1. Que nous enseigne la crise actuelle ?
Elle survient dans un contexte de société, que ce soit dans les pays riches ou dans les pays émergents, dans la plupart desquels, les inégalités économiques et sociales se sont accrues au cours des quatre dernières décennies. Depuis ce que l’on a appelé, le tournant néolibéral du début des années 1980, qui a pris différentes formes selon pays mais globalement marqué une remontée historique des inégalités, extrême en Amérique du Nord, très forte dans des pays comme l’Inde ou la Russie, un peu plus modérée dans un pays comme la Chine ou en Europe. Une phase de remontée des inégalités survenue après une parenthèse égalitariste (parenthèse là est la grande question) que l’on observe dans les sociétés d’économie de marché en Europe, aux États-Unis et dans les sociétés communistes socialistes ou à forte dose de régulation de l’économie par la puissance publique comme en Inde par exemple.

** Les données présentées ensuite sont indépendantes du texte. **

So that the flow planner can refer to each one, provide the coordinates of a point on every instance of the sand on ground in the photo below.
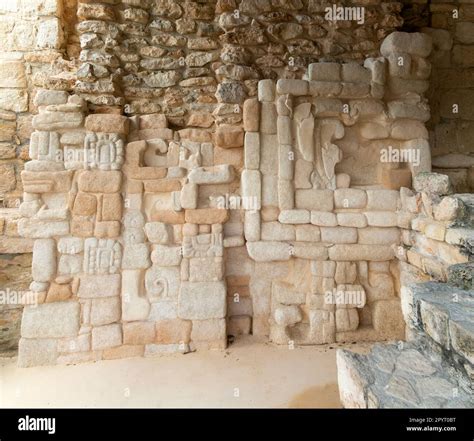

C’est dans ce contexte là, que cette crise arrive et il est probable, on le voit d’ailleurs déjà, que la crise exacerbe ces inégalités économiques et sociales de plusieurs manières.
D’une manière sanitaire d’abord. Car même si tout le monde est touché, certaines catégories de la population sont plus touchées que d’autres. Pourquoi ? Parce qu’elles sont plus exposées d’une part et plus fragiles d’autre part. C’est tout le débat en France sur ces catégories de la population que l’on n’avait pas forcément, en tout cas dans le discours gouvernemental, pensées comme des premiers de cordée jusque-là, alors que ce sont vraiment eux qui sont au front. Les infirmiers, les caissiers, tout le personnel non cadre des services essentiels _ service public ou non _ énergie, eau, assainissement, etc.
Ces personnes là sont obligées d’aller travailler, de se confronter aux risques et en plus de cela, on le sait très bien en épidémiologie, elles ont plus de risques de contracter des maladies parce qu’elles ont des parcours de vie qui créent des facteurs aggravants. On l’a vu lors de la canicule de 2003, les ouvriers ont davantage subi les conséquences de cette vague de chaleur. Si vous étiez ouvriers en 2003 c’est comme si vous aviez d’un point de vue du risque sanitaire une maladie cardiovasculaire importante.
On est là vraiment sur la double peine. Ca, c’est pour les inégalités sociales de santé, qui sont bien documentées et qui vont être exacerbées par cette crise même si, encore une fois, la crise touche tout le monde.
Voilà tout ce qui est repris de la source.